As a global tourist destination, Scotland has long attracted international interest from holidaymakers. But Caledonia has more to offer than breathtaking scenery and whisky. International interest in the country’s commercial property market is on the up.
Savills research shows the international market in 2015, year to date, accounts for 40 per cent of all £10 million plus transactions in Scotland, with buyers from Holland, Singapore, South Africa, US, Spain and Middle East spending more than £400 million.
This marks a significant increase in international interest since 2005 when non-domestic buyers accounted for only 6 per cent of the market.
The opportunist US-based buyers are the most prevalent, attracted to Scotland’s better quality, and higher yielding product in the secondary market, and accounting for 40 per cent of all international sales.
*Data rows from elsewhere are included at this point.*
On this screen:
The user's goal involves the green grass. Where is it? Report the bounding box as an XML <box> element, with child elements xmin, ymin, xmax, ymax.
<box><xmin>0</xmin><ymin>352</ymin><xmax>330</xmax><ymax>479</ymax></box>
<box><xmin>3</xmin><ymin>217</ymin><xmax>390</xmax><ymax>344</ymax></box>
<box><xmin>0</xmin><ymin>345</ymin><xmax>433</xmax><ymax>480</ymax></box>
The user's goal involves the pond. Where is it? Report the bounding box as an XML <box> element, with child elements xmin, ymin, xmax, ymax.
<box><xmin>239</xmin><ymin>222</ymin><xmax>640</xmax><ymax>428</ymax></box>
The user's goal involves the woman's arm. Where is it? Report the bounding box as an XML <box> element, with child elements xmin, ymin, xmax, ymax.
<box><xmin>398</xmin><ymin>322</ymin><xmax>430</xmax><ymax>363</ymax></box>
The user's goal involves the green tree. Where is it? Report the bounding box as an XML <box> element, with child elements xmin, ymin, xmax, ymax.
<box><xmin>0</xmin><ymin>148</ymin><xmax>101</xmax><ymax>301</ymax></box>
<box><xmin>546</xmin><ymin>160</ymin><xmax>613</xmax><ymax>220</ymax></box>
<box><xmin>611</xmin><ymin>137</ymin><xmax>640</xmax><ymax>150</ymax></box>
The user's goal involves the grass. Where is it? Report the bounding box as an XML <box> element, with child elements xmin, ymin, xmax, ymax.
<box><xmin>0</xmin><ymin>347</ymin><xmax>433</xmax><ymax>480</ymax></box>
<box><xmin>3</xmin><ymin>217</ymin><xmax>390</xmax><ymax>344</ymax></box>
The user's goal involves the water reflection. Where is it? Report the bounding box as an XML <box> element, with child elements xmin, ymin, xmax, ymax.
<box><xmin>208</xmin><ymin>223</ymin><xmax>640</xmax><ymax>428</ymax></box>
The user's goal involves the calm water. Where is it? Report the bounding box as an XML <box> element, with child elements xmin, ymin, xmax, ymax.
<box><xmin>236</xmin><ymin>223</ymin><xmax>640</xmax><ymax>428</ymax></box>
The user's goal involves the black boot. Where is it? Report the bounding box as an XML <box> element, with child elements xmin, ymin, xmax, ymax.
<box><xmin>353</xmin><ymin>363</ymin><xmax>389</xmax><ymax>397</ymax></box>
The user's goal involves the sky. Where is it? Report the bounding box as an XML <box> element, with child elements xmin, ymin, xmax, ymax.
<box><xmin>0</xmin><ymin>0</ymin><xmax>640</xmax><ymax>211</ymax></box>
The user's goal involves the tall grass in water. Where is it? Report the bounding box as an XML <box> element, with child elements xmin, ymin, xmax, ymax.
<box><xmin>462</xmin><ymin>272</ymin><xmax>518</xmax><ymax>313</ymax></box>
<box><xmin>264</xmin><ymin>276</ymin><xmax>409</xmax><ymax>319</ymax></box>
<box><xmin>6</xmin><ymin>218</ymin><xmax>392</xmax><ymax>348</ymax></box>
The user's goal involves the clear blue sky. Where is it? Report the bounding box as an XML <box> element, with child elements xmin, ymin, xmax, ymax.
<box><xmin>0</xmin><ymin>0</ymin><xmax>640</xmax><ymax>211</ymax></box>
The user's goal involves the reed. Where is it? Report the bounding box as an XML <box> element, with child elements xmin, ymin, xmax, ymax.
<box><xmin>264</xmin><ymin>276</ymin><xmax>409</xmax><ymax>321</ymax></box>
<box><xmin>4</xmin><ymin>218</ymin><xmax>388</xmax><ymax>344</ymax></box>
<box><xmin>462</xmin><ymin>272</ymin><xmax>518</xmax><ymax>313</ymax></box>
Key deals include the purchase of Glasgow’s Granite House for £26.8 million by Ambassador Group working with New York-based Fortress Investment Group, and Benson Elliot’s circa £15.4 million acquisition of 150 St Vincent Street. There’s also a growing interest from Shariah funds.
The growth in international buyers has largely replaced the number of debt- backed and Irish investors in Scotland, who made up 58 per cent of the market in 2005 fuelled by money from high street/retail banks.
And why the growth? By and large because Scotland’s investment and development opportunities appear undervalued relative to similar stock in other UK regional markets.